In the seventh episode of the Future of Work webinar series organized by the Institute for New Economic Thinking, Daron Acemoglu, professor of economics at MIT, was joined by William Janeway, cofounder of INET, in a discussion on how we can shift the odds towards a future of meaningful integration between humans and technologies.
It is important to bear in mind that technological changes have always created winners and losers throughout history—or in economist talk, had distributional consequences. Invention of novel tools and production processes have meant the obsolescence of some skills and occupations; while new organizations, products and technologies create tasks that in turn absorb the displaced labor. The massive shift of workers into the manufacturing sector from farms after mechanization of agriculture in early twentieth century U.S. is a case in point. Importantly, successful transitions of this type require changes in institutions that counterbalance the labor replacing trends of technologies with “reinstatement” effects that provide gainful employment opportunities for those displaced. The high school movement, rise of scientific management, and enactment of the social security act have all been at the center of past transitions in the United States.
Since the late 1970s, however, things have not been so rosy. Growth of wages and employment have not kept pace with productivity increases in the economy, which itself has experienced a slowdown compared to previous decades. Employment in the manufacturing sector, which has been crucial in creating a middle class in industrial economies, has seen a steady decline, whereas good jobs in the expanding services sector, few and far between, have largely remained inaccessible to the unskilled workers.
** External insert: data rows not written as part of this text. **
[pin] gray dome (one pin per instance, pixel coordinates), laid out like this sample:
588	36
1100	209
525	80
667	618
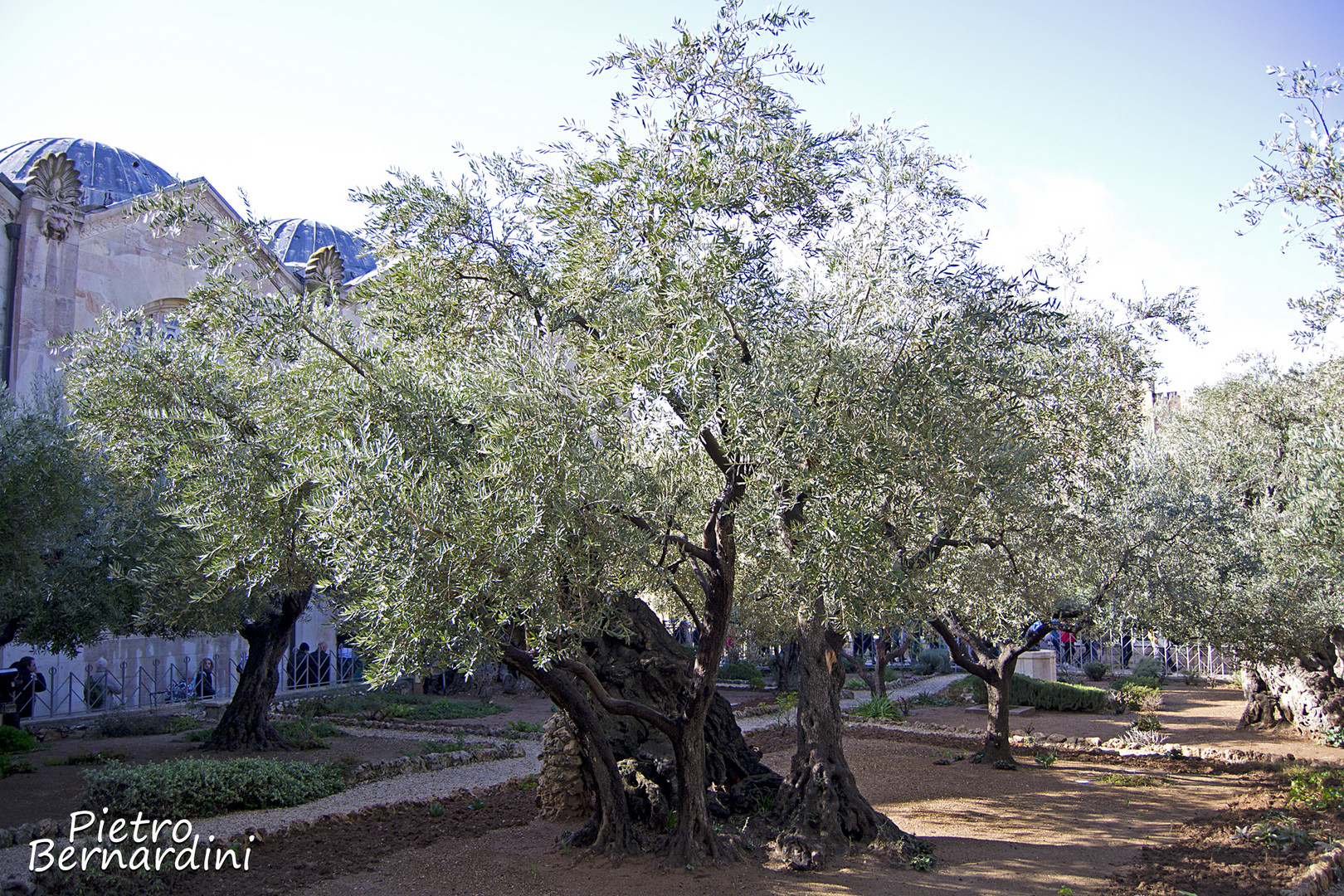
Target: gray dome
110	175
295	240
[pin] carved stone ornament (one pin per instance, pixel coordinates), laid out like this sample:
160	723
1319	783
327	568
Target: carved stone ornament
324	270
56	179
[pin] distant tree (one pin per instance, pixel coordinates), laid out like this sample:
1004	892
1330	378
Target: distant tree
210	412
1262	451
1301	173
66	525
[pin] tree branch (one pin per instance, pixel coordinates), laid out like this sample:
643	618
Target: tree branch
619	707
957	653
680	540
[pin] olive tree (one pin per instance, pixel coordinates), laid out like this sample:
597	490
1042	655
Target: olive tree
66	525
1301	173
210	411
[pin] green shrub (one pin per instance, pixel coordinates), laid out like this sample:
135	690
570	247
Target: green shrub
307	733
201	787
1322	790
1127	779
1049	694
1151	668
932	700
1138	696
933	663
1333	738
455	709
1137	681
1148	722
739	670
17	739
426	747
879	709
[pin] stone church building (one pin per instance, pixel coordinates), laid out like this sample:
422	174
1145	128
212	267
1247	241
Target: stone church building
73	251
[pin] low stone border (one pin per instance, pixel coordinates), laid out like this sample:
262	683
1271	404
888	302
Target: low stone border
1094	746
1319	878
431	762
362	774
440	726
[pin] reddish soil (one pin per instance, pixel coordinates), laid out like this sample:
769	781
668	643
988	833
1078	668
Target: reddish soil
52	791
1001	833
1195	716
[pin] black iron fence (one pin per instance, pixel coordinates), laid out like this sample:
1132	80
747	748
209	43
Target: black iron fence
152	683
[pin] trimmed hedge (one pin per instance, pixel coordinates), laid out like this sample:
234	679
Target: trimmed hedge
738	670
201	787
1049	694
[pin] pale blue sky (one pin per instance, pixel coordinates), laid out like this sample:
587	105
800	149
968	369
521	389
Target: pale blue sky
1131	119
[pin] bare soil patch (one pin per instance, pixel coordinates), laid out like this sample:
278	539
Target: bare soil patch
1190	715
995	833
52	791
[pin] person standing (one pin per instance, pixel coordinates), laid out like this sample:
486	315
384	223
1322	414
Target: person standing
297	670
203	685
324	665
346	661
27	683
100	687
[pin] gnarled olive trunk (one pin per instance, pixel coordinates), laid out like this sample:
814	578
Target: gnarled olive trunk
821	805
246	720
996	746
609	828
1307	692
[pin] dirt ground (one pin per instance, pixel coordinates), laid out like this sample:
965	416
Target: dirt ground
993	833
52	791
1032	832
1195	716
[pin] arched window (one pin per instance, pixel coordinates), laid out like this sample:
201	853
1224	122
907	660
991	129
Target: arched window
162	316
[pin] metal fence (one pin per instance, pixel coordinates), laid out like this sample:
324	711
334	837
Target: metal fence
171	680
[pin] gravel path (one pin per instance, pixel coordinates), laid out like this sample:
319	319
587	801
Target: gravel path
928	685
425	785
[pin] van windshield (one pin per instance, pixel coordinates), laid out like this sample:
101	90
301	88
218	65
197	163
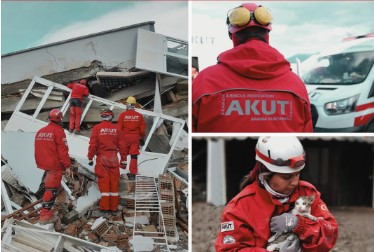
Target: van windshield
340	69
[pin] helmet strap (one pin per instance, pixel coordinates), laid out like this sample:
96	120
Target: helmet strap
130	106
283	198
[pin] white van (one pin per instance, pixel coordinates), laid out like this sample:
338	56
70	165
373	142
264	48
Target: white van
340	83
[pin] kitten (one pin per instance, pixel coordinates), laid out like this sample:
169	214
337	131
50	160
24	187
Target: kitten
302	207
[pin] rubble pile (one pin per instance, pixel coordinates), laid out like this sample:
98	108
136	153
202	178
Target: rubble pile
110	231
112	74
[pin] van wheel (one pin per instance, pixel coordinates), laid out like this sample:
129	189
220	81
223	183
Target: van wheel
370	127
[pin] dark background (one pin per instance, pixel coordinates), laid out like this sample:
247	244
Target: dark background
341	170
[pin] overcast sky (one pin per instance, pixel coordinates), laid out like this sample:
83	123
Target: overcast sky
298	27
29	23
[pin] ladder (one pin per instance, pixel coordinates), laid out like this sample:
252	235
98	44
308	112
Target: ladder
147	202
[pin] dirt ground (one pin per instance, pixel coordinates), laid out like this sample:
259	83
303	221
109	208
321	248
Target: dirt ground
356	228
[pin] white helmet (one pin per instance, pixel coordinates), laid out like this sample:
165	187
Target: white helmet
280	154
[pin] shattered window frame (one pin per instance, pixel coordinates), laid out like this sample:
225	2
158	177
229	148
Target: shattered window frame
21	121
162	54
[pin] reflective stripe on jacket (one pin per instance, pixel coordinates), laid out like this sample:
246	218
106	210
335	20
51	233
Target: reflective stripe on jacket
105	140
132	122
79	90
245	222
251	89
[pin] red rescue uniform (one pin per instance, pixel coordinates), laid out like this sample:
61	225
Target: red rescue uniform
78	92
105	143
245	223
251	89
132	126
51	155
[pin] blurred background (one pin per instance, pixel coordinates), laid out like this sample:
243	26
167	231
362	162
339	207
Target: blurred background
341	168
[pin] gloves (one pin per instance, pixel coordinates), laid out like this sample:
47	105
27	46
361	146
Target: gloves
283	223
123	165
292	244
68	172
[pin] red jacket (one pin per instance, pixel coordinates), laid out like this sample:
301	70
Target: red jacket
105	139
247	220
251	89
131	122
79	90
51	148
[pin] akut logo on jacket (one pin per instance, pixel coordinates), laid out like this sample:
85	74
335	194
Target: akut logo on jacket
257	106
131	118
45	136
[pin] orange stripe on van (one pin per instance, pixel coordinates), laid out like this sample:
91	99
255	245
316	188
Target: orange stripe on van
364	106
362	120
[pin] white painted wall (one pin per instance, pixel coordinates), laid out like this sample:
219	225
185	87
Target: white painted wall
116	47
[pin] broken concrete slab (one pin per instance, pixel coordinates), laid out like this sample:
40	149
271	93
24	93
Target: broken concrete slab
8	105
141	243
154	163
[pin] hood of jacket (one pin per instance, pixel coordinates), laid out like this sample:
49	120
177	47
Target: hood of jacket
255	59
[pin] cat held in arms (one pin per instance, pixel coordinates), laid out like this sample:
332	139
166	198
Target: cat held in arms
302	207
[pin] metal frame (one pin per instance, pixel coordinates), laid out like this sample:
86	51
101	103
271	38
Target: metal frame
156	52
37	124
147	201
58	239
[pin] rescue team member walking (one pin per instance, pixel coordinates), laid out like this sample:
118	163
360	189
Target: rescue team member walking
80	90
105	142
252	88
51	155
132	127
268	193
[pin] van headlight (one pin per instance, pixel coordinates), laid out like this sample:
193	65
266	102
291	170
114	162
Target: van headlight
342	106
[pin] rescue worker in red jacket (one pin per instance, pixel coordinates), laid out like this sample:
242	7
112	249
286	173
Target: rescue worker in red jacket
105	143
51	155
267	195
80	90
132	126
252	88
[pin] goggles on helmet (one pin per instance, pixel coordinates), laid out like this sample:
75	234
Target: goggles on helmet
241	16
295	162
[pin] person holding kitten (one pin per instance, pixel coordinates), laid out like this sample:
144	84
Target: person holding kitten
265	205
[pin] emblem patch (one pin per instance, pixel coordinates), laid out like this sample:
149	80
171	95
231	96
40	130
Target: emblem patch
228	239
227	226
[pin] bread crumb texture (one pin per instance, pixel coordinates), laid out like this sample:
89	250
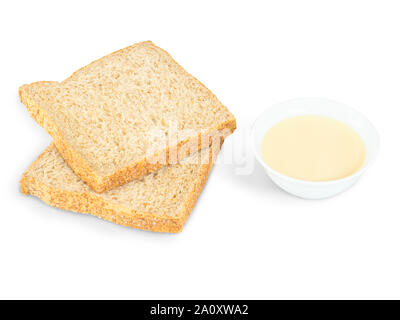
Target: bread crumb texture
160	201
101	116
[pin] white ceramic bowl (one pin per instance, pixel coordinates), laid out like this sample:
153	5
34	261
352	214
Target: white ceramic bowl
322	107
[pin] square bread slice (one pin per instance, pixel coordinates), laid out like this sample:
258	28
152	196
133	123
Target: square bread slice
126	115
160	201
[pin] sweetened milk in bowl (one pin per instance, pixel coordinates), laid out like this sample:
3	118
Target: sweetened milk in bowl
314	148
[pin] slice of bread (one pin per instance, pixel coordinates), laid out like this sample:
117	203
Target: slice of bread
160	201
126	115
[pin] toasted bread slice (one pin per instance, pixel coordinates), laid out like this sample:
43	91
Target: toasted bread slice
160	201
112	120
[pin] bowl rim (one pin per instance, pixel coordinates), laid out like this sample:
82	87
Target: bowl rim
354	175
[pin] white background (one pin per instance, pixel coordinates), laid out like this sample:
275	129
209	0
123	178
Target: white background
245	238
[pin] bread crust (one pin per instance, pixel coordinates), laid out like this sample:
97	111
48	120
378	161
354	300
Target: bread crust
100	183
90	203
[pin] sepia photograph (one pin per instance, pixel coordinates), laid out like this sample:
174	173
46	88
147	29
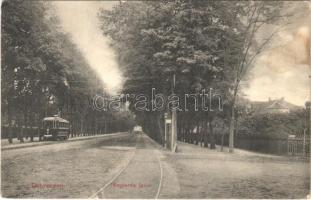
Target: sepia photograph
167	99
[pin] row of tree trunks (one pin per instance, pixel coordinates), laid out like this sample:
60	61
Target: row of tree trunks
203	136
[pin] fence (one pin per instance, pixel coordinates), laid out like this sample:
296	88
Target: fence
279	146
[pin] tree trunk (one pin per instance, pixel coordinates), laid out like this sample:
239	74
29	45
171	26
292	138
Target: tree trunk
212	136
10	129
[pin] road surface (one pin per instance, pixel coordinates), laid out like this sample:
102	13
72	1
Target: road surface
134	166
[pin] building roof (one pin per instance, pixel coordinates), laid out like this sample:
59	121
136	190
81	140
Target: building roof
277	104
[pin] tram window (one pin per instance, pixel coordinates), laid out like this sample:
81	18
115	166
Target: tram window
48	124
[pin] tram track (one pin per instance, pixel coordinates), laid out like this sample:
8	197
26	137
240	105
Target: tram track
140	144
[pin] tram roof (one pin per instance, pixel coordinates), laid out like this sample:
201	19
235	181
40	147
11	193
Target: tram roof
55	119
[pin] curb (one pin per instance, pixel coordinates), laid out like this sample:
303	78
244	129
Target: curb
34	144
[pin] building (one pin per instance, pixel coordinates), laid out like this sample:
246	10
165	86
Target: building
272	106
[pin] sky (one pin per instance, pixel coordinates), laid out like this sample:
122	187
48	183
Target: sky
283	70
79	18
279	72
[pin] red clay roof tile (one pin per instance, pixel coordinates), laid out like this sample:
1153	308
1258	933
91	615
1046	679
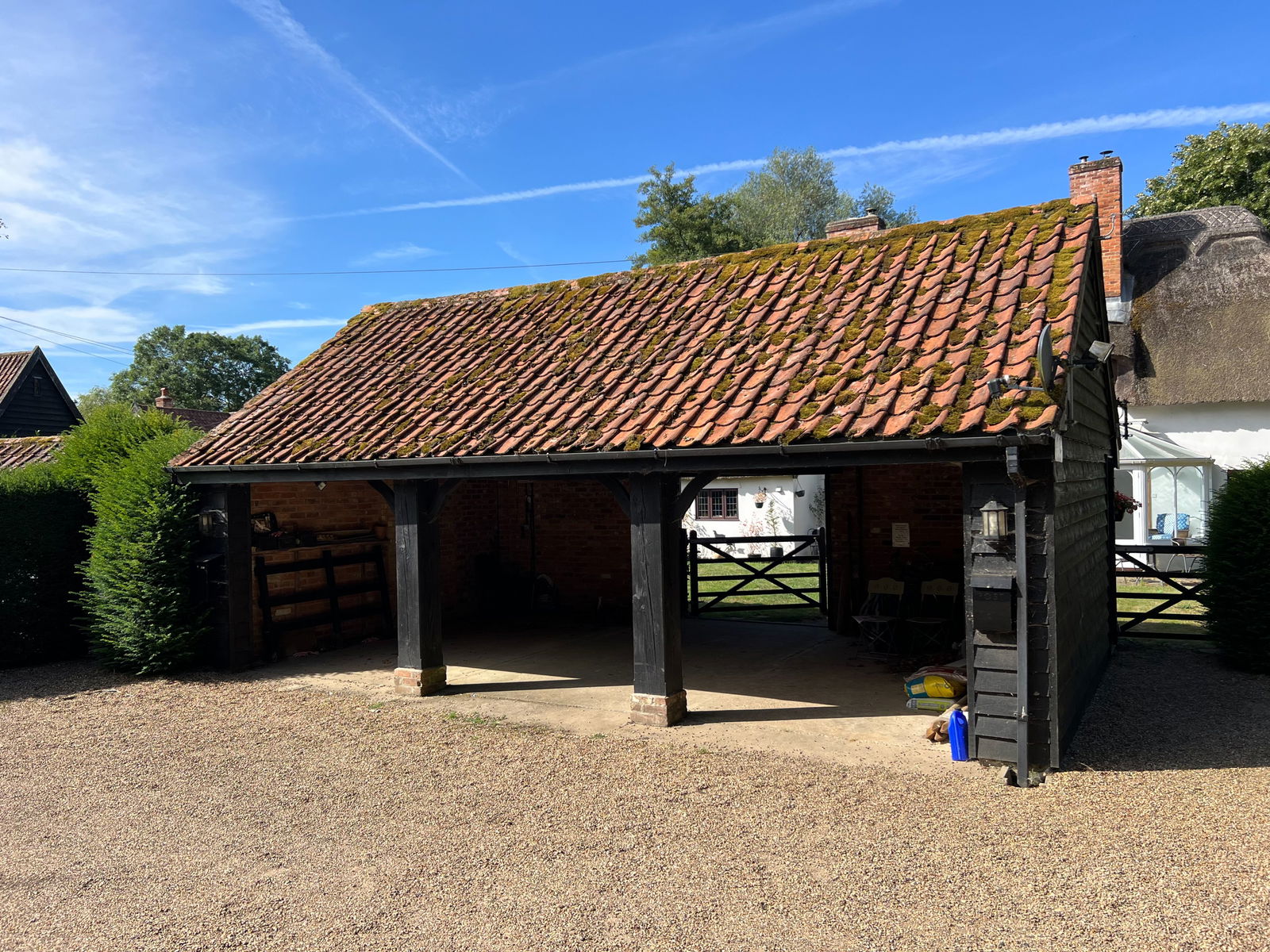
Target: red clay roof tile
888	336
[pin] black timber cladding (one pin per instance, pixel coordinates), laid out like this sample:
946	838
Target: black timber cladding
36	403
1083	585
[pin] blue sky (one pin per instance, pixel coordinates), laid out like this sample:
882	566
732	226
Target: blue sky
260	136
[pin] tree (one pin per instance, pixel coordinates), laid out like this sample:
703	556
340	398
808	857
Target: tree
683	225
205	371
1230	165
93	400
791	198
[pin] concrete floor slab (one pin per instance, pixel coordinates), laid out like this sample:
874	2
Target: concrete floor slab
793	689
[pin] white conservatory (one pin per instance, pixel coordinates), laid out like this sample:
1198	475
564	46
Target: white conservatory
1172	482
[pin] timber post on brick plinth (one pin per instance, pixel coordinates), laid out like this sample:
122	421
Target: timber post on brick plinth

Daron Acemoglu worries that recent technological developments have in fact been overly focused on automation and replacing human workers wherever profitable. This trend has contributed to anemic productivity growth, shrinking middle class, and stagnant wages observed in recent years.
The path of increased automation certainly isn’t the only one available to us. Particularly given our more recent experience with technology, the need to redirect technological changes towards more inclusion and empowerment has become more urgent. While some see interfering with inventors and entrepreneurs as outside the province of economic inquiry, the ubiquitous “externalities”, or consequences to other parts of the economy, of technology changes make it imperative to scrutinize them from the get-go. In fact, while economists sat back to wait for the free market to work its magic, the small number of large tech giants have already developed business models centered around automation. Tax systems that favor capital over labor and a global economy laser-focused on cost competition have all pressured businesses to replace fallible humans with seemingly perfect machines. Government policies and public leadership are painfully needed now to illuminate that technology doesn’t have a path of its own and that we could redirect it towards creating tasks that augment and empower human beings.
To ensure we harness technology for inclusive prosperity, public policies will have more important roles to play in the future. What do these polices look like and how should they be designed to confer broad benefits to societies? The future episodes of this webinar series will continue to examine these questions.